Bringing in a consultant is probably your best bet. Database optimization needs to generally take into account YOUR data and usage patterns.

If you want to learn a bit yourself, pick up a copy of "High Performance MySQL." I've found that to be the most useful MySQL scaling book I own.

Figure out your slow queries. Run "SHOW PROCESSLIST" on the server and see what's typically running.

Look at the actual queries - if you're frequently running a query that looks through most rows of your biggest table, that's going to be a tough query to optimize. Instead, look to either caching or regular pre-computation of the results.

I've found that an unfortunate number of people aren't aware of "EXPLAIN" and its use to help figure out query issues. Learn and use it.

You're on a VPS. That may be fine, but it may have horrible I/O throughput. If you're writing a lot of data, or having queries that hitting some sort of mysql or OS cache, IO will be your bottleneck. Make sure it's fast enough. Look at average IO wait times. Test max. throughput.
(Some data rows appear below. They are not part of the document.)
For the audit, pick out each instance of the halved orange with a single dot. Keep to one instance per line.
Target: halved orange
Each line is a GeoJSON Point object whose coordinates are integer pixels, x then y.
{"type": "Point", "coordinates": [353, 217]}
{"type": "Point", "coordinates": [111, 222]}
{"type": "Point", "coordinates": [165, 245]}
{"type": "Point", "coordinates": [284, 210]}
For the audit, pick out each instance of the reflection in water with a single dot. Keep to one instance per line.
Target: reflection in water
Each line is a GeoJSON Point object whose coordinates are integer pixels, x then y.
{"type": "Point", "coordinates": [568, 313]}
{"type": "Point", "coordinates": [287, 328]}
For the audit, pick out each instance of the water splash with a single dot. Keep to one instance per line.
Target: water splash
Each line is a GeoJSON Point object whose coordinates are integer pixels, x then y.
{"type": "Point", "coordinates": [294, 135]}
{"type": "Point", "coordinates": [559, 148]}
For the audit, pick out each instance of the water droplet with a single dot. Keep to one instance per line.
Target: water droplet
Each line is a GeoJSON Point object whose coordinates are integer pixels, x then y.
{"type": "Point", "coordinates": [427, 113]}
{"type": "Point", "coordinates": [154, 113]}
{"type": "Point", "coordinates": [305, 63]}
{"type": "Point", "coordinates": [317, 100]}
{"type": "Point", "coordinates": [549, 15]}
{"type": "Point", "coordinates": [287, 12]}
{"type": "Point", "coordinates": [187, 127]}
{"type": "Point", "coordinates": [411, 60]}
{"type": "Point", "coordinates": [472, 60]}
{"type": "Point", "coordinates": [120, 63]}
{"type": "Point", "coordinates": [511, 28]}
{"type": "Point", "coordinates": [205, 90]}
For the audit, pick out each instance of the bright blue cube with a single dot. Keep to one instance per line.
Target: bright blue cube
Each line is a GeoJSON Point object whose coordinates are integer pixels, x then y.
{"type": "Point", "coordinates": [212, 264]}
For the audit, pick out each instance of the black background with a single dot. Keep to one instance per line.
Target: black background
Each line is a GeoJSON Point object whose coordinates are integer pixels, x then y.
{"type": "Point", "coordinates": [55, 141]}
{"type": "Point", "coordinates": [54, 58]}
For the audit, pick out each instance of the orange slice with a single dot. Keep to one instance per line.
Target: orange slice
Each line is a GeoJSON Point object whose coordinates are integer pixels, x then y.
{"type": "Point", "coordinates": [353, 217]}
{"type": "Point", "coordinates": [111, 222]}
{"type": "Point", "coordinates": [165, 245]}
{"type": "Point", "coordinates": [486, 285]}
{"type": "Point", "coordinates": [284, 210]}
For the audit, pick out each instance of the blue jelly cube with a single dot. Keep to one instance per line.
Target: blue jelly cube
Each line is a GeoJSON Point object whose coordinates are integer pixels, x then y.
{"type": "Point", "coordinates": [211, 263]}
MyISAM tables may be an issue. MyISAM tables use table level locking - only one session at a time will be able to update the table. This is quite possibly a problem if you're doing any updates or inserts to a table that is also frequently read from. Look to move to InnoDB soon. See: http://dev.mysql.com/doc/refman/5.1/en/internal-locking.html


>Database optimization needs to generally take into account YOUR data and usage patterns.

I'd say this is quite true.

>I've found that an unfortunate number of people aren't aware of "EXPLAIN" and its use to help figure out query issues. Learn and use it.

Yes, we discovered this some years ago.

Thanks for you input.


One of the less documented tuning parameters I found is the threa dcache size. Normally it is a very small value for the number of simultaneous connections you likely support. Increasing it can result in elimination of random pauses/slowdowns.

In general, it is impossible to "tune MySQL" though. You can allow it to use more system resources and in some cases you can get it to be less durable to gain write performance, but to get orders of magnitude increases you need to restructure your data. Try sharing or partitioning data. Increase or reduce the number of indecies. Denormalize data. Archive logs to flat files. Put the OS, /var/lib, and /var/log on separate physical drives. Run MySQL on bare metal since disk IO is often a bottleneck and virtualization can add overhead. Restructure the data. At one point a write heavy app I was optimizing was logging things to the database (that needed to be queries). Each log entry contained extra data we did not query. One speed up that worked was throwing the majority of the extra data into a single gzipped JSON blob. This made it easier for MySQL to fetch fewer pages. Less IO, faster operation.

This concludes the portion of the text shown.